Od 1100 zł, czyli minimalnej emerytury do nawet 4 tys zł! - tyle wynoszą świadczenia seniorów, których zapytał „Super Express”. Niemal wszyscy jednak potwierdzają bolączki z jakimi muszą się mierzyć na co dzień. A są to m.in. drożyzna, czy drogie leki. Ale są też i tacy, którzy nie narzekają. - Żeby wypracować sobie większą emeryturę dorabiałem na umowy zlecenia. Nie narzekam, bo radzę sobie nieźle – mówi nam pan Jerzy Stachura (73 l.), którego emerytura jest powyżej średniej. A ta według raportu ZUS w pierwszym półroczu wyniosła 2236,84 zł. I w porównaniu ze świadczeniem wypłacanym przed rokiem seniorzy mogą mówić o poprawie swojej sytuacji materialnej. Emerytury wzrosły bowiem o 4,5 proc., a na trzynastki dla seniorów poszło już niemal 8,7 mld zł! - Trudno uznać, że średnia emerytura, czyli 2,2 tys zł jest wystarczająca i żeby seniorzy mogli za nią godnie przeżyć i się utrzymać. Mamy nadzieję, że emerytury będą rosły, choć trzeba powiedzieć, że trzynastki dla emerytów, czy podwyższanie minimalnej emerytury to na pewno są to kroki rządu w dobrą stronę – komentuje nam Elżbieta Ostrowska, szefowa Związku Emerytów, Rencistów i Inwalidów.
Tyle dostają emeryci:
Elżbieta Łęczycka (78 l.)
1200 zł
Mam 1200 zł emerytury netto a to kropla w morzu potrzeb. Nie wystarcza mi na wszystko. Drożeje żywność, a za leki, które miały być darmowe trzeba płacić. Nie ma mowy żeby coś odłożyć. Chciałabym mieć średnią emeryturę krajową.
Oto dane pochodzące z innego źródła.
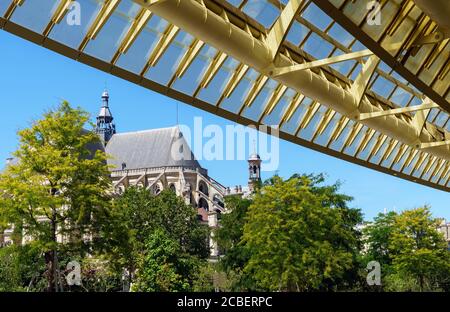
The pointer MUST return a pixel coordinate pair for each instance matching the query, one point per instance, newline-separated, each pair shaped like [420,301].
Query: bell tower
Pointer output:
[254,168]
[105,127]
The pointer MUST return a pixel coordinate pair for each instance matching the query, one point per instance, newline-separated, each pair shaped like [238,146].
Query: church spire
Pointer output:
[254,168]
[105,127]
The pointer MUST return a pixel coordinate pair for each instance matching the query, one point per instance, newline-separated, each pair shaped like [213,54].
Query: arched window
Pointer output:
[203,187]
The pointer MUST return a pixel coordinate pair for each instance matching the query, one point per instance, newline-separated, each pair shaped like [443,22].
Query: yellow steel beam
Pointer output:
[100,20]
[280,28]
[59,13]
[319,63]
[135,29]
[396,111]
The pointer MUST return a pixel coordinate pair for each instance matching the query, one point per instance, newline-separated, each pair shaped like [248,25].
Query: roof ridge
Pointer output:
[147,130]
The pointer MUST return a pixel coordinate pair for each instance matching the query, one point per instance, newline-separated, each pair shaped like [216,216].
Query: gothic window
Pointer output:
[218,200]
[202,203]
[203,187]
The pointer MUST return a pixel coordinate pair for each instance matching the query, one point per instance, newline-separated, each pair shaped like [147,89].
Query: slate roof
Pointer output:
[149,149]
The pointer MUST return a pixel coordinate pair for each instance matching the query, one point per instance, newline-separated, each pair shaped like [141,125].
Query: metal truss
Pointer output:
[367,82]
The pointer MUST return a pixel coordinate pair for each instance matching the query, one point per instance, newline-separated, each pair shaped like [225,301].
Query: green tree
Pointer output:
[137,214]
[166,266]
[378,236]
[21,268]
[419,250]
[58,184]
[229,238]
[300,235]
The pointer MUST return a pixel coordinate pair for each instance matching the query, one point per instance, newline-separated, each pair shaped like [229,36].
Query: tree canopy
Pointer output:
[57,186]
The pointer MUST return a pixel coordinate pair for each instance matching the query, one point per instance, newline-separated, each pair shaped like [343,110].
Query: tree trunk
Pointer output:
[52,260]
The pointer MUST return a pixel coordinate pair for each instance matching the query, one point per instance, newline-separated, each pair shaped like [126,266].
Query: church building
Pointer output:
[160,159]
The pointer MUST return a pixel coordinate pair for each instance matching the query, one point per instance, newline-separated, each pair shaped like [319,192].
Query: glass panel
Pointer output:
[297,33]
[4,4]
[213,91]
[308,132]
[382,87]
[163,71]
[112,33]
[401,97]
[275,116]
[255,110]
[411,165]
[72,34]
[316,17]
[338,143]
[322,139]
[364,154]
[189,82]
[137,55]
[317,47]
[291,125]
[341,35]
[263,11]
[376,158]
[351,150]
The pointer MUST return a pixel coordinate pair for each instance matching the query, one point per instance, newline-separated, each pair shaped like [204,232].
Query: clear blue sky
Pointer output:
[34,79]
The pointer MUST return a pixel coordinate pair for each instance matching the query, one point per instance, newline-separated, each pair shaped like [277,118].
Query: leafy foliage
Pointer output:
[166,266]
[136,217]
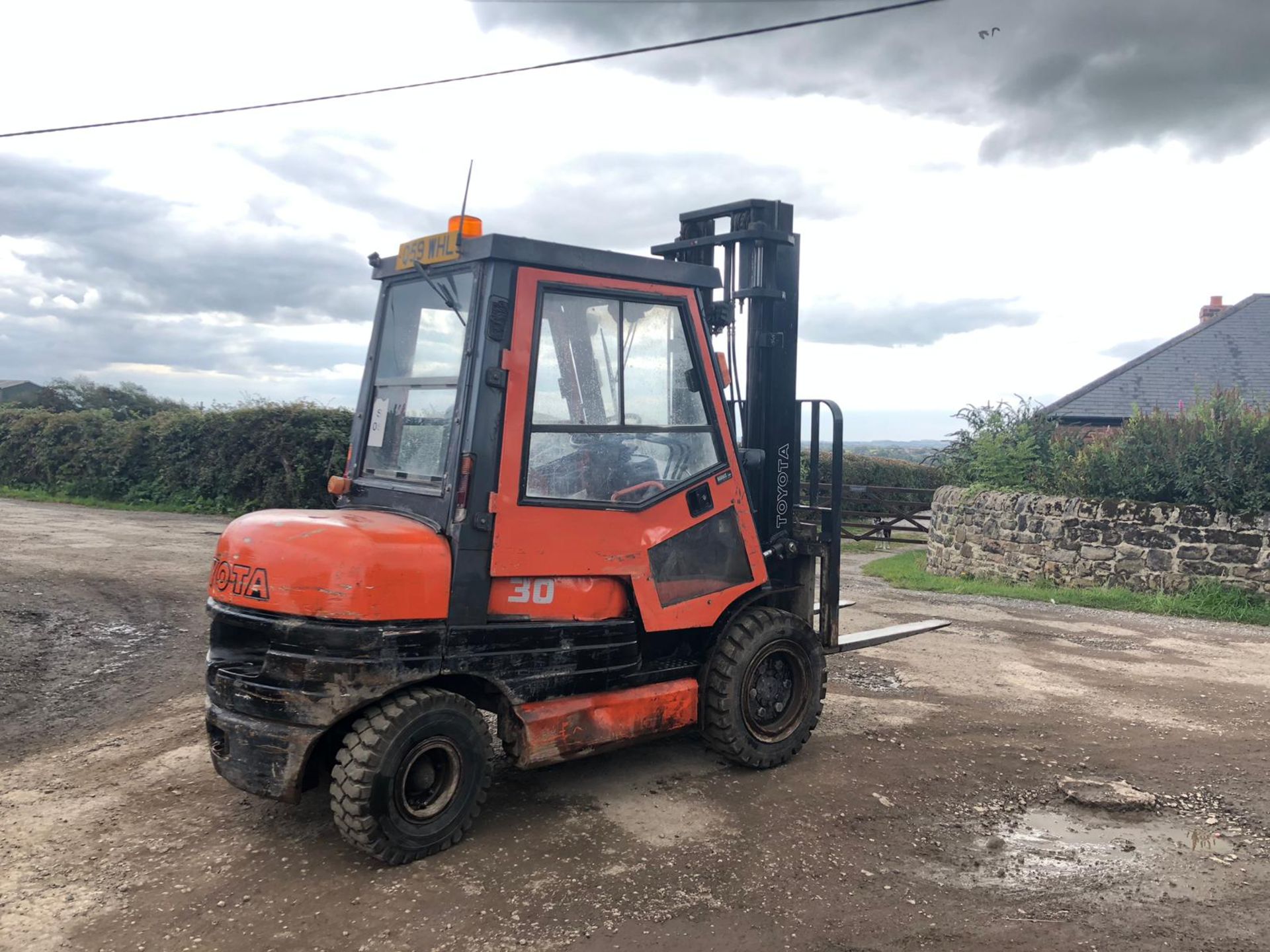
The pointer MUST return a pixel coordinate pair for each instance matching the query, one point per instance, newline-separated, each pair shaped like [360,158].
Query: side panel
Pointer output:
[570,598]
[560,539]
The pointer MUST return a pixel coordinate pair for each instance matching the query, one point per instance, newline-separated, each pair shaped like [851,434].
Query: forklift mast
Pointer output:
[798,517]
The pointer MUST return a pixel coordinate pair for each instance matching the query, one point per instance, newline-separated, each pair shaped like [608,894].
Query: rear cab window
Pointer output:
[417,372]
[619,413]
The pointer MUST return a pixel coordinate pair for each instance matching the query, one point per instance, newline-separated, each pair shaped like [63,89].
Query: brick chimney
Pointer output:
[1213,309]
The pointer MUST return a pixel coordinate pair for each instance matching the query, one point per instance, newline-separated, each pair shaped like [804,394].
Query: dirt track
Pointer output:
[922,814]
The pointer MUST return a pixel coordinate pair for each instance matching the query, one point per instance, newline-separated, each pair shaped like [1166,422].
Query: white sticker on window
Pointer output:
[379,416]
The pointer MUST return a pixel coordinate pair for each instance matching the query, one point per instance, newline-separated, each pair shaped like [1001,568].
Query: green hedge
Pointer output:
[233,460]
[220,460]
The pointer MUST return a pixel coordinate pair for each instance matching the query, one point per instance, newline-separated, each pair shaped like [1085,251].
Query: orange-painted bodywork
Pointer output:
[548,539]
[575,727]
[346,565]
[581,600]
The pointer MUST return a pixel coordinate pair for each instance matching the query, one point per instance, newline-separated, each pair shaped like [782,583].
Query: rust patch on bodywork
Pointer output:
[570,728]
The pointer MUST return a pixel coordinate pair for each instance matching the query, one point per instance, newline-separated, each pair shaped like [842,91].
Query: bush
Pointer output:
[1006,446]
[1216,454]
[222,460]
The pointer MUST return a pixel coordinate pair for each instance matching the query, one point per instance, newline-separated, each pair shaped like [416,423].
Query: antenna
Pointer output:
[462,212]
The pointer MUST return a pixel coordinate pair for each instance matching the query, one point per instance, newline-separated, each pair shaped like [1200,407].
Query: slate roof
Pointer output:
[1231,350]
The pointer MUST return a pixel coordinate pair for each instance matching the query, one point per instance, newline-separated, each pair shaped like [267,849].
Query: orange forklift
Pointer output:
[560,509]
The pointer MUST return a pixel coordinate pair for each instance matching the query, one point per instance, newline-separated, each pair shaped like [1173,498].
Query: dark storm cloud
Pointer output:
[910,324]
[122,281]
[1062,79]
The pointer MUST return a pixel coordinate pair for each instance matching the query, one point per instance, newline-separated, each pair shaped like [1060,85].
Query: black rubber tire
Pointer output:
[367,793]
[724,723]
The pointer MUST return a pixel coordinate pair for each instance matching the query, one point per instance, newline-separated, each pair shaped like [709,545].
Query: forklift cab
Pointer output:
[545,516]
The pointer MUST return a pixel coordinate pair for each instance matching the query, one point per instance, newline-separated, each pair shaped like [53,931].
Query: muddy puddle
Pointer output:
[1147,856]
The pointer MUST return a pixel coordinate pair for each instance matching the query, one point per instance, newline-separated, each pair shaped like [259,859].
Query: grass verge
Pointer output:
[38,495]
[1206,601]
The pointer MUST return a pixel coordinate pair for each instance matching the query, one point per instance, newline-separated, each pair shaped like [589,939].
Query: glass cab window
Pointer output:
[417,377]
[619,409]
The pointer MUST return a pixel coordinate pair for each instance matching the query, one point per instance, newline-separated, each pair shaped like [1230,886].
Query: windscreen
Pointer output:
[417,377]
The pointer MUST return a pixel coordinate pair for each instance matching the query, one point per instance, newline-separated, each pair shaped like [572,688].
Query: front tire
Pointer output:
[763,688]
[411,776]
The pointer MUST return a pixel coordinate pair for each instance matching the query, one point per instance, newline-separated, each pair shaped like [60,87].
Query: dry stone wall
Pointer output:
[1081,542]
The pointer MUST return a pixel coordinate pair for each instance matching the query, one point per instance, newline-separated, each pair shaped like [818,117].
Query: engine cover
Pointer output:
[342,565]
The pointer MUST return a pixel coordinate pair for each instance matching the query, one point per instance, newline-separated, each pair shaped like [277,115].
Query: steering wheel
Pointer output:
[638,488]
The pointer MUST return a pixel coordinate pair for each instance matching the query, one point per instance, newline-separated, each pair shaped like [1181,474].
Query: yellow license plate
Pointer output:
[431,249]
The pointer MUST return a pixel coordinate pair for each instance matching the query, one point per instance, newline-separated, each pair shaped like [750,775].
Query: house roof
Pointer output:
[1231,350]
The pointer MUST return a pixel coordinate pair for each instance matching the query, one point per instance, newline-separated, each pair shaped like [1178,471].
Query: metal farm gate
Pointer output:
[887,513]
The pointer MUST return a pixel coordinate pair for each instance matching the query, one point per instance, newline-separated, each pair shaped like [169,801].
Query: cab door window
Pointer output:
[619,408]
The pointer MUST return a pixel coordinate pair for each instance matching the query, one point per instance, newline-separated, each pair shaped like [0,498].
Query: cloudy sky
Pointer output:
[980,218]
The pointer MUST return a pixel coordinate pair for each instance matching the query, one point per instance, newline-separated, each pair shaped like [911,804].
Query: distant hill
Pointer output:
[912,451]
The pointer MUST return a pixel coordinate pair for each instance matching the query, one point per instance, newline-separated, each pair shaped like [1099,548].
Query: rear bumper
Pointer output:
[261,757]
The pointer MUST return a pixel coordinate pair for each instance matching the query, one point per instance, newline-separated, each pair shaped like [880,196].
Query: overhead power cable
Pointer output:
[574,61]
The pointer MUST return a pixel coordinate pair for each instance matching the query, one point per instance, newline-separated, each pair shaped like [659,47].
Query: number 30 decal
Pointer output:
[541,592]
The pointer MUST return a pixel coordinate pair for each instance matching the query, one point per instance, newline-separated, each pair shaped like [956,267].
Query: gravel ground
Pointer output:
[923,813]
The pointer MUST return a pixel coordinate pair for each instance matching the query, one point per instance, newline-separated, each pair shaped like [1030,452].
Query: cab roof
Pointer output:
[570,258]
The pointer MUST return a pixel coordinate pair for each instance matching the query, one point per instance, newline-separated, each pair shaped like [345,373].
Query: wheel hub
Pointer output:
[775,691]
[429,778]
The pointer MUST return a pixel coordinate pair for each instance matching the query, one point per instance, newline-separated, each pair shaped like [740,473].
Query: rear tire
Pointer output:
[411,776]
[763,688]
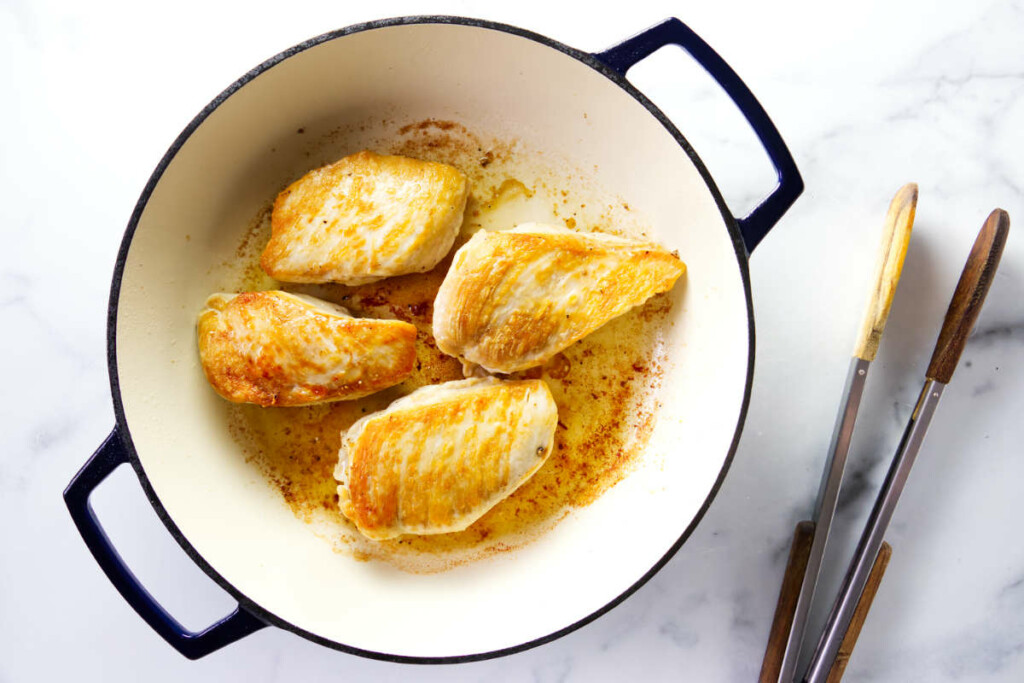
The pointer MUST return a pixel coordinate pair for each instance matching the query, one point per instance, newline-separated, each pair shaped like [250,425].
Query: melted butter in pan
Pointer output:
[604,385]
Teodor Gochnio (67 l.) emeryt z Trzcińca (mazowieckie)
1300 zł
Mam 1300 zł emerytury na rękę. Do średniej krajowej trochę mi brakuje. Ledwie wiążę koniec z końcem, bo drożyzna na każdym kroku. Marzę żeby dostać większą waloryzację i trochę się zbliżyć do średniej emerytury krajowej.
Jan Żebrowski (84 l.)
3000 zł
Moje uposażenie emerytalne to 3 tys. zł brutto. Nie powiem, że mi nie wystarcza. Chociaż nie wszystko mogę kupić czego bym sobie zażyczył, to jakoś wiążę koniec z końcem. Na pewno chciałbym mieć więcej, ale trzeba się rządzić tym, co jest.
Irena Burak (72 l.)
1100 zł
Za te 1100 zł miesięcznie, które dostaję z ZUS nie da się godnie żyć. Nic na to nie poradzę. Przy dobrej kondycji utrzymuje mnie pogoda ducha. Chciałabym dostawać emeryturę w wysokości średniej krajowej.
Jerzy Stachura (73 l.)
4000 zł
Mam 4 tys zł brutto po 50 latach pracy. Żeby wypracować sobie większą emeryturę dorabiałem na umowy zlecenia. Nie narzekam, bo radzę sobie nieźle.
Lucyna Borowska (77 l.)
1100 zł
- Po 40 latach pracy jako pielęgniarka na bardzo ciężkim oddziale neurochirurgii mam tylko 1100 zł emerytury. Za niemal wszystkie moje lekarstwa płacę 100 proc. ceny i choć miały być za darmo, to wręcz podrożały.
Helena Raginia (77 l.)
1700 zł
Po 32 latach pracy w zakładach włókienniczym mam nieco ponad 1700 zł emerytury. Do średniej krajowej co prawda sporo mi brakuje, ale muszę przyznać, że teraz jest troszkę lepiej. Na pewno bardzo pomogła "trzynasta" emerytura. Doskwierają mi co prawda podwyżki cen żywności, ale nie narzekam.